Handling Unstructured Data, Effectively

By CIOReview | Friday, August 19, 2016

The volume, ramification, and diversity of data is growing year after year. Expectedly, by 2017, more than 30 percent of the IT organizations would be seen pursuing advanced analytics and data management to sustain in a competitive environment, reveals an IBM report. Today, majority of organizations contending with data analytics projects commence from the wrong place—some end too early, some take too long but still fall short. Most of the data that mean and matters still rests across disconnected silos in assorted formats. Except for a handful of leaders (like LinkedIn, Netflix, Nordstrom, Target and Verizon), numerous companies are still struggling to close the gap between data collection, insights and action. In simple words, it is unlikely to meet an honest big data analytics.

By and large, organizations deal in two kinds of data i.e. structured data and unstructured data. Some big data analytic tools—primarily those based on Hadoop—are designed from square one to analyze and manage unstructured information. The obsession with analytics application urge to focus more on structured than unstructured data, thereby rationalizing important BI investments.

Exploiting Unstructured Data

For unstructured data, there are several forms—textual unstructured data and non-textual unstructured data, which includes images, sounds, colors, and shapes. Classification of unstructured textual data is a tough row to hoe; it is so pervasive and so ubiquitous. Due to this topsy-turvy unpredictable nature, it has been a herculean task to generalize how to approach unstructured textual data. of spreadsheets.

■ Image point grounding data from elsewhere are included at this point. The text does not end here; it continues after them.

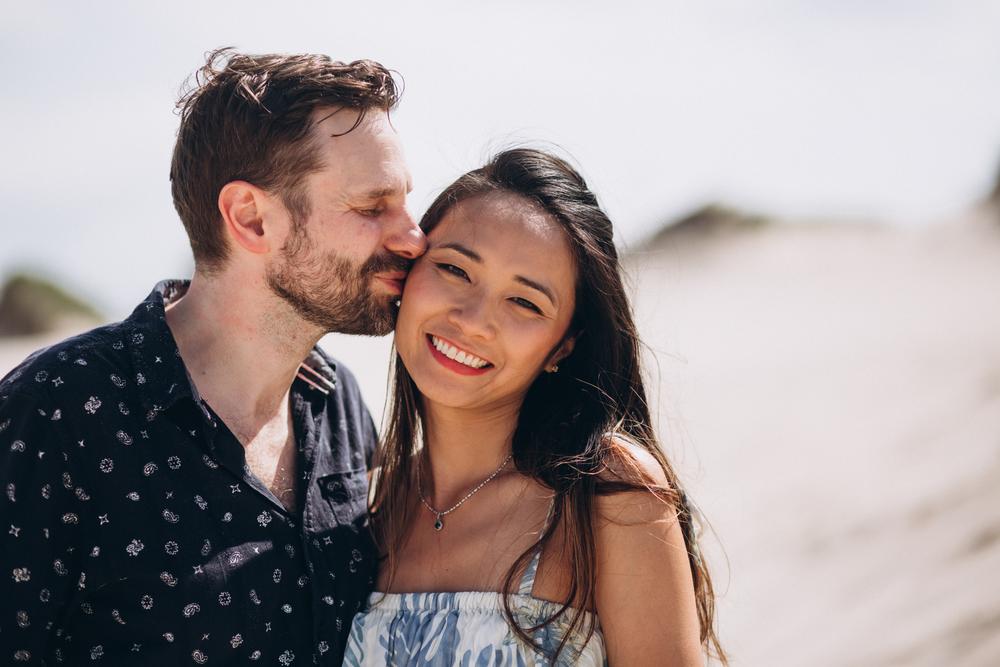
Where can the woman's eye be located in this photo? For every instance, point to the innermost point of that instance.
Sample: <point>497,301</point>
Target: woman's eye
<point>524,303</point>
<point>453,270</point>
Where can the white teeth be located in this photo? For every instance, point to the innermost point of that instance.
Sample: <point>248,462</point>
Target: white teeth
<point>460,356</point>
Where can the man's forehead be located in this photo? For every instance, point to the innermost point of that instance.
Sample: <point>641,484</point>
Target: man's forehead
<point>366,157</point>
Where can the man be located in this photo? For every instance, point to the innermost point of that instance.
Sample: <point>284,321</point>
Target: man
<point>189,485</point>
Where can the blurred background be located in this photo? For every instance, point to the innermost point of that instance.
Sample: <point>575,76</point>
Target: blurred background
<point>807,197</point>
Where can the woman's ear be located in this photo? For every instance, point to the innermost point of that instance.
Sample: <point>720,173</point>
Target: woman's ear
<point>563,350</point>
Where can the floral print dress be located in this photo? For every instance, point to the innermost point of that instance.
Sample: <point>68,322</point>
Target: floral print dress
<point>467,628</point>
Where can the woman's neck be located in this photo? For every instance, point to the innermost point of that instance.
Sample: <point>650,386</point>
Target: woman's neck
<point>463,447</point>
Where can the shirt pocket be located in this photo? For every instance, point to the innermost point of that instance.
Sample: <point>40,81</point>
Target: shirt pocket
<point>347,494</point>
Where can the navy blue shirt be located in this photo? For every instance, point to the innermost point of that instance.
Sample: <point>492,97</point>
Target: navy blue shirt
<point>133,531</point>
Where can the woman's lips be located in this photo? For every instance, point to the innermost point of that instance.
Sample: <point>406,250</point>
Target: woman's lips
<point>451,364</point>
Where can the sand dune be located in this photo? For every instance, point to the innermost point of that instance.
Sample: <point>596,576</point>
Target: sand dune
<point>832,394</point>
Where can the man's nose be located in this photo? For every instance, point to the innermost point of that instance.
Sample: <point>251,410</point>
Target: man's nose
<point>407,239</point>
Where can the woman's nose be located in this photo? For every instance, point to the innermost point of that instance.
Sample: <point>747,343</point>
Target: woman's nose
<point>473,316</point>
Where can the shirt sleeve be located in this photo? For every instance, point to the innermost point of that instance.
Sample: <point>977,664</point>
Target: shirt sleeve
<point>42,518</point>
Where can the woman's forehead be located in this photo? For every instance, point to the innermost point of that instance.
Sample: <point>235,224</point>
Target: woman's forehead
<point>505,217</point>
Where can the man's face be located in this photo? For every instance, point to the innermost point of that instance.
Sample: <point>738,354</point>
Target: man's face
<point>342,267</point>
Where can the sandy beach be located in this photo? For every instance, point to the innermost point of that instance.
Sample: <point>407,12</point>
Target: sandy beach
<point>831,393</point>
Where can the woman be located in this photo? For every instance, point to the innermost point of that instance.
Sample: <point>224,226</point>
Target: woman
<point>524,509</point>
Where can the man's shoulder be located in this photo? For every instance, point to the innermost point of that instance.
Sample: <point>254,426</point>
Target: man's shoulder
<point>76,362</point>
<point>345,380</point>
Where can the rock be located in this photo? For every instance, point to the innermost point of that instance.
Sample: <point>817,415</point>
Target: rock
<point>30,305</point>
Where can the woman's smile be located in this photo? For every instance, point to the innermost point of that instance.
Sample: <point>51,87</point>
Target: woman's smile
<point>455,358</point>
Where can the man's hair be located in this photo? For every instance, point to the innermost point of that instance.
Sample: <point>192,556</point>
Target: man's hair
<point>248,118</point>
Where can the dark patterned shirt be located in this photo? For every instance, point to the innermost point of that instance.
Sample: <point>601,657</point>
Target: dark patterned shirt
<point>133,531</point>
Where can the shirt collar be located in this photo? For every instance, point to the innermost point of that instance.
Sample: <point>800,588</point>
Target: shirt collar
<point>161,374</point>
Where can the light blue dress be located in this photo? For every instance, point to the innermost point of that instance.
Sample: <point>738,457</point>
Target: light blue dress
<point>467,629</point>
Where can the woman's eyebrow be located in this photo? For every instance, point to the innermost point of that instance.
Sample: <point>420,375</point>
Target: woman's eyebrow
<point>528,282</point>
<point>468,252</point>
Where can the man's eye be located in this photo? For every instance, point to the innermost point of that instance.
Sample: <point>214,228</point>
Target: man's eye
<point>524,303</point>
<point>453,270</point>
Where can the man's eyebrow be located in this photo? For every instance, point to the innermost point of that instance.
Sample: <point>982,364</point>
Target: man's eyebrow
<point>528,282</point>
<point>468,252</point>
<point>380,193</point>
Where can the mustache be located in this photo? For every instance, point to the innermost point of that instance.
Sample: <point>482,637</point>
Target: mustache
<point>386,262</point>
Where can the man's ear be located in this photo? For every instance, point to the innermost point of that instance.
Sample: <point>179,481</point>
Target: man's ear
<point>242,206</point>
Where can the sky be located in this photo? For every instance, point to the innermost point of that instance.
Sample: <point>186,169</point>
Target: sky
<point>879,111</point>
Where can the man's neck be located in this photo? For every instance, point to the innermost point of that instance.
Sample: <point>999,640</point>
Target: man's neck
<point>241,345</point>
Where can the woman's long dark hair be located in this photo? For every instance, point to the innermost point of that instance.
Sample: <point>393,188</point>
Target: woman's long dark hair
<point>569,424</point>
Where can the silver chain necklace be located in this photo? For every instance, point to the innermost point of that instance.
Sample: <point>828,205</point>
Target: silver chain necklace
<point>440,514</point>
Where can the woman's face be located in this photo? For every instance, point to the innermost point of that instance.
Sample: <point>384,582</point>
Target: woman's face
<point>487,308</point>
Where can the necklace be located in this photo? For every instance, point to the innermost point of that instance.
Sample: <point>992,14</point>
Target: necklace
<point>440,514</point>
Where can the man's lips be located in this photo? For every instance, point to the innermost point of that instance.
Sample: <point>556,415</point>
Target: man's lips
<point>395,281</point>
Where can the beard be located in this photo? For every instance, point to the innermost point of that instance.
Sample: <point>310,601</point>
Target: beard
<point>332,292</point>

Organizations often recruit from strong quantitative backgrounds—such as accountants, financial analysts, engineers, economists, actuaries, statisticians—to analyze large complex data sets. Though this method allows expertise to slice and dice any type of data, it is often a strenuous process.  Fortuitously, adding a depth to data analysis, technology has developed the right tools for unstructured data and businesses are free to use and explore this data as per their greatest potential.

“Unstructured data is really coming to the fore of people's minds,” explains Nick Millman, a Senior Director at Accenture Information Management Services. “We are at a tipping point: There is as much value in unstructured data in terms of what customers are thinking on the web and what businesses can derive from other organizations’ data,” he adds.

Gambling with Unstructured Data Management

Data quality, data categorization, combining structured and unstructured data often pose to be a threat for several business. The typical data with financial services companies—including internal/external communication, mobile data, and financial news—are at potential threat as these represent grand share of their total data. They cannot afford to lose any financial data due to lack in governance process in handling unstructured data.

Customizing in-house development to Hadoop, MapReduce or to other open-source tools, can avoid such blocks in the long run. An alternative strategic step would be to implement a data-defined storage architecture that addresses data-management challenges—also get along with new databases and BI or analytics tools. But, above all, an understanding towards the business-centric information is required.

Slow and Stead Wins the Race

Decisions taken by organizations based on structured data use only a very limited portion of the corporate information. For instance, managers who take decisions solely based on current month's revenue could not be effective as a lot of hidden informatory factors were left unnoticed. Those are monthly expenses, the size of the customer base, revenue figures for next year, coming year projections, new product announcements, and many more.

The growth of unstructured data is expected to far outstrip the unprecedented growth of structured data as social media applications like twitter, Blogs, Pin, and many more keep evolving every second. Twitter's Firehose service of raw data, for example, is already in use by companies for everything—from market research and customer service to aligning their supply chain and logistics schemes. Much of that can be done in close to real time.

“The right way to do it is not to start with the technology, but understand what the business is about,” says Stephen Black, Data Management Expert, PA Consulting Group.

IDC predicts that, by 2017, more than 80 percent of data storage capacity would be transported as scale-out solutions to deliver value. That information is expected to be extracted and harnessed by modern big data techniques and technologies. By then, it shall become critical data for big players in the market to consider and leverage data-defined storage solutions offered for managing unstructured data.

“There are all kinds of ways we can take different kinds of data, pull them together, and learn things about what’s effective, much faster,” said Stuart Madnick, Professor of Information Technologies at MIT’s Sloan School of Management.